On Disappointment

Standard

I would have despaired unless I had believed that I would see the goodness of the LORD
In the land of the living.
Wait for the LORD;
Be strong and let your heart take courage;
Yes, wait for the LORD.
—Psalms 27:13-14 NASB

Disappointed
— 36,600,000 occurrences on Google

Disappointment is always lurking. Due to astonishing similarities to an existing series of books by a bestselling novelist (who was a complete unknown to me just a few weeks ago), my novel and the series that I hoped would spring from it may be dead. At the advice of another author who was familiar with that other novelist's recently published trilogy, FaceplantI read those books. Having finished them this last Sunday, I sit here now and wonder how it is possible.

It wasn't too long ago that I landed my dream job at Apple Computer bashing Windows and the PCs that ran it. Newly married, I was on top of the world. We moved cross-country, thrilling to the hope held out before us. However, less than six months later my department was disbanded and we were stuck in Silicon Valley, a place where "it's all about who you know," without knowing anyone.

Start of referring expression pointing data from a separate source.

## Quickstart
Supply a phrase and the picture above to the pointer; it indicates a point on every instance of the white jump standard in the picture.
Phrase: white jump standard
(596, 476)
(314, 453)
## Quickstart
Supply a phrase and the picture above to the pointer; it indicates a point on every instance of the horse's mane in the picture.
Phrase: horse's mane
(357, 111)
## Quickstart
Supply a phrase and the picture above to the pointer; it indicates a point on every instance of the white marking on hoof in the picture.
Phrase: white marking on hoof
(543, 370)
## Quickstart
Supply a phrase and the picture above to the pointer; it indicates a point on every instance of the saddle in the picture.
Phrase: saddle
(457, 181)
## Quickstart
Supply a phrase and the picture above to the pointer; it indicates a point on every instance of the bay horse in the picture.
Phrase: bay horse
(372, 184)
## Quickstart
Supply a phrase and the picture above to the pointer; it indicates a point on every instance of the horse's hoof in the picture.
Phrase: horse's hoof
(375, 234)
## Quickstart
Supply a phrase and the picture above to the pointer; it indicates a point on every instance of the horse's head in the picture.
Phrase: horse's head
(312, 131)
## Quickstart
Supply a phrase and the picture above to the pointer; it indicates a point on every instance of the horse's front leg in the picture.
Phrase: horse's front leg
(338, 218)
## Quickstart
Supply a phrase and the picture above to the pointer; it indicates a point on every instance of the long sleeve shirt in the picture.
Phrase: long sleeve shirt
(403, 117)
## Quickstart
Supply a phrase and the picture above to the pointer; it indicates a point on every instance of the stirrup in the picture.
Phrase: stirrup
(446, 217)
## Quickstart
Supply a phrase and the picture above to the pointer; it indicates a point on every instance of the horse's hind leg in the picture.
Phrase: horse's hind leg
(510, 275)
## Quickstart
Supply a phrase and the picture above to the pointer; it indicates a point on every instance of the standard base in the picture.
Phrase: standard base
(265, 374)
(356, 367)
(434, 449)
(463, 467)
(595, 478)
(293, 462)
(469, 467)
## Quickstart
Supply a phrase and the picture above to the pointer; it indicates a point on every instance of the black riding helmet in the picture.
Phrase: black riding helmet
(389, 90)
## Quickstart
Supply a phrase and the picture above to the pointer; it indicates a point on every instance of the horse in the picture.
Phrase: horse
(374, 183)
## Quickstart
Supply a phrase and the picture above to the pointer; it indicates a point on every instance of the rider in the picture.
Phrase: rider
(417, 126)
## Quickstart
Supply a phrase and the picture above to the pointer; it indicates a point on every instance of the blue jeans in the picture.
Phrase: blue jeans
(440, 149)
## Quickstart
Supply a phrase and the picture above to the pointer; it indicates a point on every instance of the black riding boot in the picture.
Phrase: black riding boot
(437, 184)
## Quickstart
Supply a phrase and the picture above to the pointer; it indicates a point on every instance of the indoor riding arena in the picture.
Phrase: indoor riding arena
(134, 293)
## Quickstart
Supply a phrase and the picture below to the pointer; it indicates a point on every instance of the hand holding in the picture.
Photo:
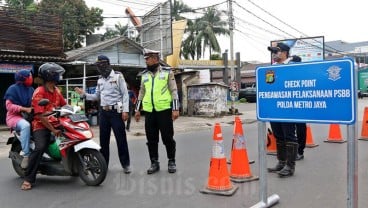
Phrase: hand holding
(137, 116)
(175, 115)
(79, 90)
(125, 116)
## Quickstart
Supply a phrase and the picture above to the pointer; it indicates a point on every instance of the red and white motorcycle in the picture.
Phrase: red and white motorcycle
(72, 154)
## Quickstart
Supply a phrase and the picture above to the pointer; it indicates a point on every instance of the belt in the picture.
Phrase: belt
(109, 107)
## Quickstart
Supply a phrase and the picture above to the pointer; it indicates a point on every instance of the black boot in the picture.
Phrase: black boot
(281, 156)
(291, 152)
(171, 167)
(155, 166)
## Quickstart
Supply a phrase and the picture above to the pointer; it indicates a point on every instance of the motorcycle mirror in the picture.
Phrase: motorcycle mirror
(43, 102)
(76, 108)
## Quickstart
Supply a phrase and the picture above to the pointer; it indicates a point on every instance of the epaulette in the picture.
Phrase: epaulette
(166, 68)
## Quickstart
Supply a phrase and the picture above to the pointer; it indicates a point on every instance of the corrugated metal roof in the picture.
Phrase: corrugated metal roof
(79, 53)
(30, 58)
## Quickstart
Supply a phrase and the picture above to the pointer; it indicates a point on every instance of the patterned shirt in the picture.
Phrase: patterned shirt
(56, 100)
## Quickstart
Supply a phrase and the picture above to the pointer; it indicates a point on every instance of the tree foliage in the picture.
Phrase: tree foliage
(202, 32)
(78, 20)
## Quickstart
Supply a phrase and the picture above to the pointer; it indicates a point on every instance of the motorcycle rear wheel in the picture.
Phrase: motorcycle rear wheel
(94, 169)
(16, 148)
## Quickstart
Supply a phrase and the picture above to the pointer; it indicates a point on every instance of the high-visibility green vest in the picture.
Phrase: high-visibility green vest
(157, 93)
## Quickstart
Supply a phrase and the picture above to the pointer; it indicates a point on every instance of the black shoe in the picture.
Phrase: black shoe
(155, 166)
(171, 167)
(299, 157)
(127, 170)
(287, 171)
(279, 166)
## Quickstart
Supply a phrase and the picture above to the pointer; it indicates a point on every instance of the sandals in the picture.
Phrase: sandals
(26, 186)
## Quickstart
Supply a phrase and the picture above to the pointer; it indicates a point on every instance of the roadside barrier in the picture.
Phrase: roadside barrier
(240, 169)
(310, 143)
(334, 135)
(271, 143)
(364, 133)
(218, 180)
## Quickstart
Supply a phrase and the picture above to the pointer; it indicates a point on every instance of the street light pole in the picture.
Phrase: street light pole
(232, 70)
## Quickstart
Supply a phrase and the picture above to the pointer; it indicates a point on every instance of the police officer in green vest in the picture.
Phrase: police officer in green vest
(158, 98)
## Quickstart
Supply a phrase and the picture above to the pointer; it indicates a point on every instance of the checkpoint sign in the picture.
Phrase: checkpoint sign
(312, 92)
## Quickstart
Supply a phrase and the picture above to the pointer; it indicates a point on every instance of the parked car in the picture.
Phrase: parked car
(249, 93)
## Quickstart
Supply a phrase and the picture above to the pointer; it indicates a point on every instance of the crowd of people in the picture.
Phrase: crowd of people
(157, 97)
(117, 105)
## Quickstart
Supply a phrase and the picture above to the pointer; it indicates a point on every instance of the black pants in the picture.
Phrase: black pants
(41, 139)
(160, 122)
(113, 119)
(131, 110)
(284, 131)
(301, 132)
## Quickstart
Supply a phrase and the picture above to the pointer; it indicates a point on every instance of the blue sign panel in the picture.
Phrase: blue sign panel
(312, 92)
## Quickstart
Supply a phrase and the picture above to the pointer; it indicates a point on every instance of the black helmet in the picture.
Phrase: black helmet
(50, 72)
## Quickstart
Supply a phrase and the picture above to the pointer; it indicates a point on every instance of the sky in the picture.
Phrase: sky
(257, 22)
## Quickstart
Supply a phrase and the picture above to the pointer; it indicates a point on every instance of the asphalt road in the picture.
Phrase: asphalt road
(320, 179)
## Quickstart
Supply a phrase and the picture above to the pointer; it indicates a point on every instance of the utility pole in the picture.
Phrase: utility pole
(233, 84)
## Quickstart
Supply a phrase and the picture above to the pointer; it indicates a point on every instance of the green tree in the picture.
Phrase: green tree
(209, 26)
(188, 48)
(77, 19)
(28, 5)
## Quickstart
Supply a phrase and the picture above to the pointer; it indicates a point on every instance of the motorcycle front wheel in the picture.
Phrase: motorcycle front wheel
(92, 167)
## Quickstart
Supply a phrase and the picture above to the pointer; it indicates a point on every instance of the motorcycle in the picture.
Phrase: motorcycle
(72, 154)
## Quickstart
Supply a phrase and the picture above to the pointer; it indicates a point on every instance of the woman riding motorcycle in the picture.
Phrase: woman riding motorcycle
(42, 129)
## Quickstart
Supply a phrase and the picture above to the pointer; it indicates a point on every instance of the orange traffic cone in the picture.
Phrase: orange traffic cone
(364, 134)
(334, 135)
(218, 179)
(240, 169)
(271, 143)
(310, 143)
(229, 160)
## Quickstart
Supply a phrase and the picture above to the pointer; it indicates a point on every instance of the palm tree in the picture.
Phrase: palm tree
(208, 27)
(188, 50)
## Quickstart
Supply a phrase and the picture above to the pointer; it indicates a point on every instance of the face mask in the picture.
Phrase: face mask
(104, 70)
(276, 57)
(153, 67)
(28, 81)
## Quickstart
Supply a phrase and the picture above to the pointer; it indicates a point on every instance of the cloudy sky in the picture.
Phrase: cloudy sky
(257, 22)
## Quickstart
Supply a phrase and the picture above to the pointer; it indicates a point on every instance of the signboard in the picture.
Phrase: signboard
(363, 80)
(312, 92)
(308, 49)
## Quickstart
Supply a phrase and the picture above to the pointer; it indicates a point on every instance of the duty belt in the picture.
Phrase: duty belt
(109, 107)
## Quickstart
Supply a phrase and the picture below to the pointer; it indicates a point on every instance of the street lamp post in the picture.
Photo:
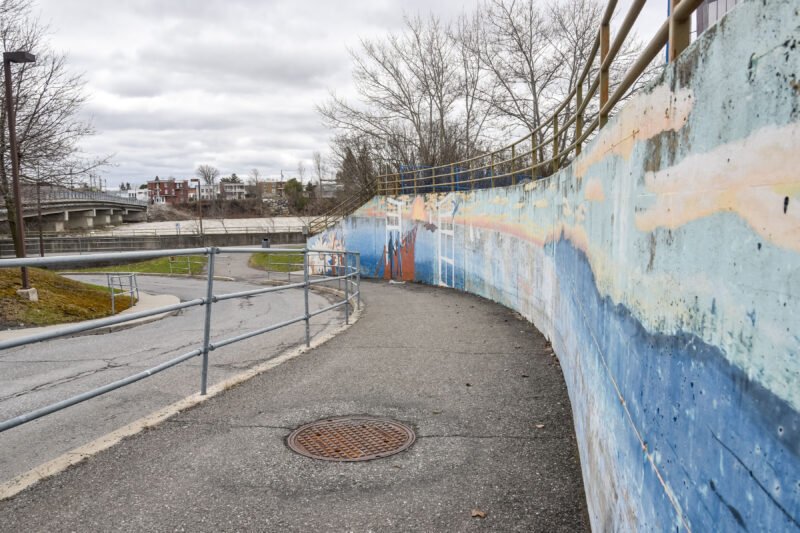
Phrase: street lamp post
(199, 212)
(8, 58)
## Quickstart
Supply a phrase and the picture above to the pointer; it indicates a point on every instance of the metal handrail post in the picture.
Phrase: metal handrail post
(358, 280)
(579, 119)
(207, 327)
(513, 164)
(346, 296)
(604, 38)
(555, 142)
(305, 290)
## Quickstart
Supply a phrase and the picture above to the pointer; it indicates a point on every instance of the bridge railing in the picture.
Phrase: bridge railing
(55, 194)
(318, 267)
(552, 143)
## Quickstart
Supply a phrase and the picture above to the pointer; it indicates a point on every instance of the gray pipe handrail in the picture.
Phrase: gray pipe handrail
(351, 276)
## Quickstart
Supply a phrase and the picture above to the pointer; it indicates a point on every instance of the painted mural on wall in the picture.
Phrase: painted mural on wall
(664, 266)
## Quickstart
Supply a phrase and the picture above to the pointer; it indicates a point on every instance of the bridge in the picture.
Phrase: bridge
(65, 208)
(658, 259)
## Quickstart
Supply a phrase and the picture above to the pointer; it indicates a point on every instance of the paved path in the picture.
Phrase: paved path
(452, 365)
(40, 374)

My mother was a "mom's Mom" in every sense of the word. And though she worked with young children every day, she had no grandchildren. How excited we were to learn of our pregnancy just days before we flew back to Cincinnati to stay with my folks for Christmas. There was even talk of moving back to be near the soon-to-be grandparents. Two months later, Mom was diagnosed with brain cancer. We moved back to Cincinnati, and I was fortunate to find a great job. My Dad died a couple weeks before the Christmas that followed the joyous one just a year before; Mom followed just over three months later. My exciting new company started having money trouble in the wake of the looming Internet bust and the layoffs came. My wife kept her good job, but we had a new baby and Dad's estate was troubling, so I stayed home to try to solve all the issues of losing both parents in rapid succession. We moved into our first home just a few months later—and then my wife was laid off, too. New house, new child, no parents, no income.

And so it goes.

In the last ten years I've stared in the face of more disappointments than I can remember. After a while you take a look at your list of goals in life and ask, "What was I thinking?" And while that's not the commonly accepted Christian response to goal-setting—at least from what all the bestsellers on the Christian bookstore shelves say—it may be closer to the truth than some wish to admit.

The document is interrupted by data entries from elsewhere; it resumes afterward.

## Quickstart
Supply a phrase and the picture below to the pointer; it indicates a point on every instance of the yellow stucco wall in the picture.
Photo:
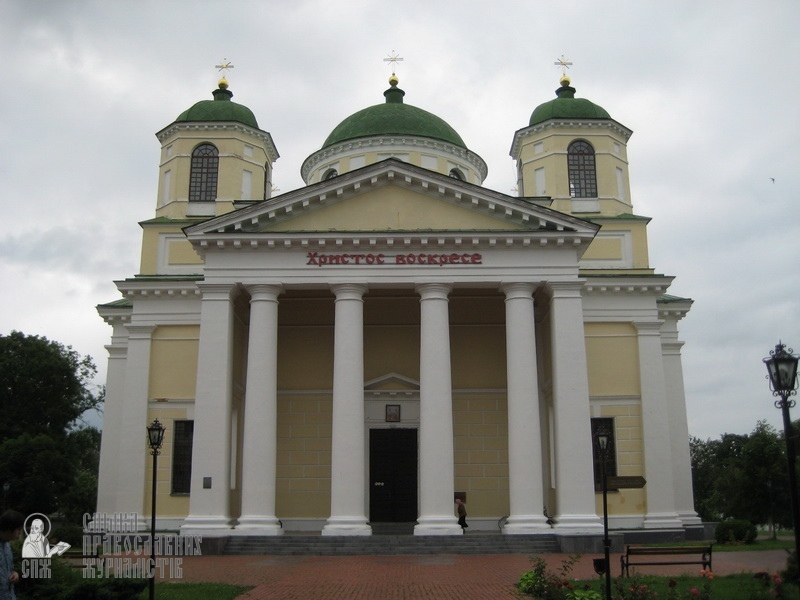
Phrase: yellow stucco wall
(392, 207)
(612, 357)
(304, 456)
(168, 505)
(173, 362)
(630, 458)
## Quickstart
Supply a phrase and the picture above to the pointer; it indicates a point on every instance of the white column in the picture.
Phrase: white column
(656, 431)
(676, 402)
(113, 425)
(209, 501)
(526, 487)
(437, 455)
(572, 417)
(348, 446)
(260, 441)
(133, 436)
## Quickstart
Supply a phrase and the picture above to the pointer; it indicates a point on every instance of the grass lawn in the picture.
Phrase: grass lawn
(196, 591)
(731, 587)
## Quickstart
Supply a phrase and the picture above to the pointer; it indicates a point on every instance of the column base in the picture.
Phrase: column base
(438, 526)
(347, 526)
(256, 525)
(212, 526)
(568, 524)
(690, 519)
(526, 525)
(662, 521)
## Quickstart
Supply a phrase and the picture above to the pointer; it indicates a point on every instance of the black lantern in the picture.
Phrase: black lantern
(782, 370)
(602, 437)
(155, 436)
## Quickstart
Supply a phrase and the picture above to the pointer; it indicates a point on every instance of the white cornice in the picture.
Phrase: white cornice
(379, 142)
(216, 126)
(609, 124)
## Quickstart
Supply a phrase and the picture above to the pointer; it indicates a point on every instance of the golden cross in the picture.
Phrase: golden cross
(564, 64)
(393, 59)
(225, 66)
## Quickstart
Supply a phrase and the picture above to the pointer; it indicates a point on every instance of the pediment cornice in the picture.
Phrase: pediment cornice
(254, 226)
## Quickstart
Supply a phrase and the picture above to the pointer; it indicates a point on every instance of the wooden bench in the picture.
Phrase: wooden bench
(681, 555)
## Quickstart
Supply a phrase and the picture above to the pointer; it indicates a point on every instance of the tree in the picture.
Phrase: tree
(742, 477)
(44, 386)
(47, 463)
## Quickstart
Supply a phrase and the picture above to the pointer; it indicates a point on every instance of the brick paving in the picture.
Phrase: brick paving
(442, 576)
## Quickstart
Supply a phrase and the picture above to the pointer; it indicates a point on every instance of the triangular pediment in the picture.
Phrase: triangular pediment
(392, 196)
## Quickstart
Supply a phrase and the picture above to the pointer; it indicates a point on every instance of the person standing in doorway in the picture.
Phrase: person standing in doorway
(462, 514)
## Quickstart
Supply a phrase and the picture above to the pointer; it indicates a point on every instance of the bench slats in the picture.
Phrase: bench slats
(704, 558)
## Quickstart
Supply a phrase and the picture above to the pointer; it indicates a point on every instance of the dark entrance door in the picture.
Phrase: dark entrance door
(392, 475)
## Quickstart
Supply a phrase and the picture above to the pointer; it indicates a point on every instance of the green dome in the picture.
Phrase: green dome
(567, 106)
(219, 109)
(393, 118)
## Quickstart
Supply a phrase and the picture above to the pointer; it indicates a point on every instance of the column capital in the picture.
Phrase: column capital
(216, 291)
(140, 331)
(349, 291)
(264, 291)
(434, 290)
(518, 289)
(648, 327)
(566, 289)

When the Tower of Siloam fell on eighteen hapless residents of long-ago Palestine, Jesus wasn't trapped by the question of the source for their rotten sense of timing and luck, He simply said, "…unless you repent, you will all likewise perish." He had a much different perspective, didn't He?

For centuries people have made the Bible into a talisman for good fortune. Entire theologies are woven around what God is mandated to give us if we apply the right alchemy of verses to our woeful situations. Yet who claims to force the hand of the Almighty? Who is that prideful? Well, Lucifer comes to mind….

What no one asks is if it's okay to pray what David prayed in Psalm 27. He said, "Lord, without the assurance of goodness provided to me in the here and now, I'm ruined!" God never intended for us to go through life without goodness evident this side of Heaven.

Now this is not prosperity thinking. You won't see any links to Rod Parsley on Cerulean Sanctum. But isn't the status quo, either.

I believe that we as a Church need a readjustment. Our idea of goodness is possessing every glossy item featured in the latest Neiman-Marcus catalog, plus a few from Family Christian Stores. We've let America infest our idea of what is good. In many ways, we've traded in a few of our "worldly" trinkets for "approved and redeemed Christian" versions. (A step down if you ask me.)

When we die in real life, what do we take with us? Nothing. But what about when we die at the foot of the cross? The answer's the same. Yet the problem with so many of us American Christians is we aren't fully ready to leave it all at the foot of the cross. And since we aren't, we never fully appreciate what the Father gives us in exchange for all the junk we lug around.

And what does the Father give us at the cross? Jesus.

Folks, do we want Him? Or will we cling to what is ephemeral, what is gone with one pink slip, heart attack, fire, or theft.

The goodness David waited upon, the anchor to goodness that held him, was the Lord Himself. There is no disappointment in the Father for in His right hand are pleasures forever (Psalm 16:11.) And we know who sits in that strong right hand.

When we know Jesus Christ and are known by Him, how can we be disappointed?

A hymn says it all:

I'd rather have Jesus than silver or gold;
I'd rather be His than have riches untold;
I'd rather have Jesus than houses or lands;
I'd rather be led by His nail-pierced hand

    Than to be the king of a vast domain,
    Or be held in sin's dread sway;
    I'd rather have Jesus than anything This world affords today.

I'd rather have Jesus than men's applause;
I'd rather be faithful to His dear cause;
I'd rather have Jesus than worldwide fame;
I'd rather be true to His holy name

He's fairer than lilies of rarest bloom;
He's sweeter than honey from out the comb;
He's all that my hungering spirit needs;
I'd rather have Jesus and let Him lead

Beloved, never be disapponted that Jesus is all you ultimately have.